War and the Disrupted Relationship with Land
The war in Ukraine has not only devastated cities and infrastructure — it has also torn apart people’s connection to land. Small farms, once the foundation of local food production and community resilience, now face mined fields, destroyed irrigation systems, and collapsing logistics networks.
Before 2022, small and family farms were responsible for a large share of Ukraine’s domestic food supply. Agriculture employed roughly 22 percent of the population, with millions more engaged informally. Today, hundreds of thousands of hectares are inaccessible. The cost of demining — up to 50,000 UAH per hectare — makes recovery unattainable for most households.
The consequences reach far beyond the countryside. Ukraine once provided up to 40 percent of the grain used in UN humanitarian food programs. The destruction of ports, silos, and transport routes has rippled through global markets, threatening food security from North Africa to the Middle East.
In this sense, food security must be recognized as a form of human security. The same financial systems that sustain the arms industry and fuel war later fund demining and reconstruction — while the people who grow food are left without the means to cultivate it.
Every missile that lands on fertile soil transforms life into wasteland. Investments in weapons lead to mined fields, poisoned ecosystems, and an economy where the most basic human right — the right to feed one’s family — becomes precarious.

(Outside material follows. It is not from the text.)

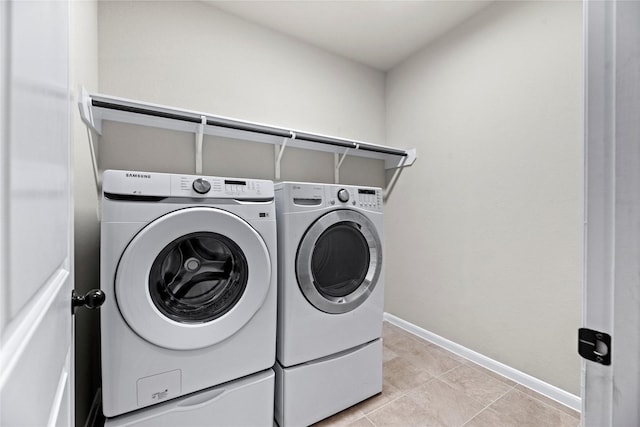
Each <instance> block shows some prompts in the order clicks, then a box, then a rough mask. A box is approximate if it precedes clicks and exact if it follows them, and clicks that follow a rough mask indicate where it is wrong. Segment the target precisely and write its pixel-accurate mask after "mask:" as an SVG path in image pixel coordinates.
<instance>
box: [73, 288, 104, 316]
mask: <svg viewBox="0 0 640 427" xmlns="http://www.w3.org/2000/svg"><path fill="white" fill-rule="evenodd" d="M105 299H107V296H106V295H105V293H104V292H103V291H102V290H100V289H91V290H90V291H88V292H87V293H86V294H84V295H79V294H78V293H77V292H76V290H75V289H74V290H72V291H71V314H76V309H77V308H78V307H81V306H84V307H85V308H90V309H92V310H93V309H96V308H100V306H101V305H102V304H104V301H105Z"/></svg>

Social and Gendered Dimensions of Rural Transformation
The war has deeply reshaped Ukraine’s rural demography. According to national and UN data, more than six million Ukrainians currently live abroad — the majority of them women with children. This large-scale migration has altered gender and labour structures both within Ukraine and across Europe.

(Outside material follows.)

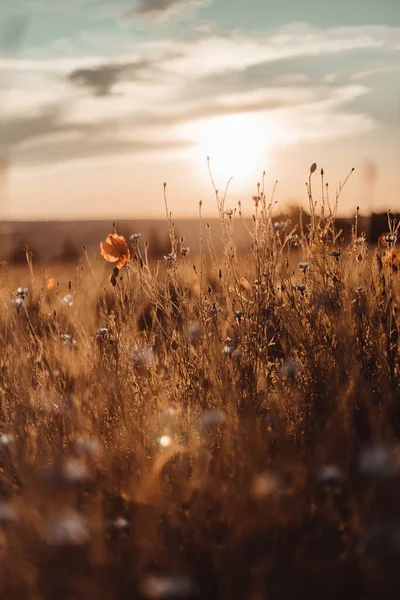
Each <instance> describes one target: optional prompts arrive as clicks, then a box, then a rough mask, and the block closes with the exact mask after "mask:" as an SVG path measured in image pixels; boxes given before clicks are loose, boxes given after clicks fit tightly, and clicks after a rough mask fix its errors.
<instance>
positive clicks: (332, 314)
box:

Inside the country, rural communities face a marked shortage of men of working age. Many have been mobilized into the armed forces, some have been killed or wounded, and others avoid formal employment or visibility to escape conscription.

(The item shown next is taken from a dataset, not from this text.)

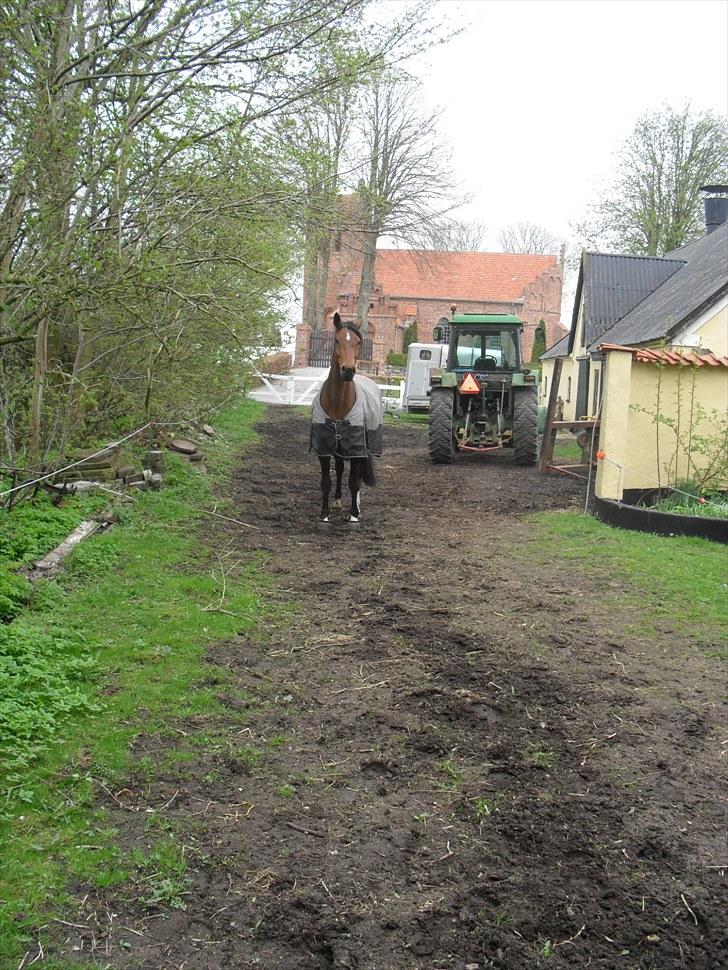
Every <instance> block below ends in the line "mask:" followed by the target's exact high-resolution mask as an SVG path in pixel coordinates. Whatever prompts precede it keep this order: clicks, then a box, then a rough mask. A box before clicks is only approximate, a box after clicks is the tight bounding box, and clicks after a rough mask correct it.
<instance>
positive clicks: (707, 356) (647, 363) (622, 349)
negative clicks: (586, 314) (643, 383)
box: [598, 344, 728, 367]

This demographic gap has created severe labour shortages in agriculture and placed additional burdens on women, older people, and internally displaced families.
Women in rural areas now carry overlapping responsibilities: maintaining small farms, providing care for children and the elderly, and sustaining household food production with minimal institutional support.
Their work sustains both local food systems and community life, yet it remains largely unacknowledged in national recovery strategies.
Meanwhile, Ukrainian women abroad continue to perform essential, low-paid care labour in European economies — cleaning, nursing, and caregiving — while sending remittances home. This transnational chain of care connects survival across borders but rarely features in policy frameworks. It demonstrates both the resilience of women’s everyday strategies and the invisibility of their contribution to global economies.
The Ecological Cost of Militarisation
The environmental damage of the war compounds decades of ecological degradation. Soil and water are contaminated with heavy metals, fuel residues, and unexploded ordnance. Forests and wetlands have been burned or destroyed, and biodiversity has declined sharply in frontline and liberated regions.
These processes reveal the deep contradiction of militarized recovery: vast sums are allocated first to arms production, then to demining, and only last — and insufficiently — to ecological restoration and sustainable livelihoods.
This pattern perpetuates dependence on industrial and military economies while undermining the foundations of human security — food, water, and care.
From War Economies to Peace Economies: A Feminist Perspective
A feminist peace framework challenges the current logic of international spending. Instead of reproducing cycles of destruction and repair, it calls for redistributing resources from militarization to the infrastructures of peace — food systems, ecological restoration, and social care.
Key recommendations for international actors:
- Reprioritize global budgets: Redirect funds from arms production toward agricultural recovery, land rehabilitation, and sustainable food systems.
- Integrate demining with livelihood recovery: Link technical clearance with agricultural restoration, irrigation repair, and local employment.
- Support women-led farming and cooperatives: Offer grants and microloans for women farmers in frontline and de-occupied areas.
- Recognize care work as central to recovery: Include both domestic and transnational care labour in reconstruction policies and donor frameworks.
- Ensure ecological and gender accountability: Embed gender-sensitive and environmental indicators in all post-war aid and investment programs.
Conclusion
The future of Ukraine’s recovery depends not only on the end of war but on how peace is financed.
If global resources continue to prioritize militarization, the same land that feeds the world will remain unsafe and uninhabitable.
A feminist understanding of peace begins with the soil — with the right to live, cultivate, and care. Redirecting investments from weapons to life is not only an ethical choice but the only sustainable path toward real security.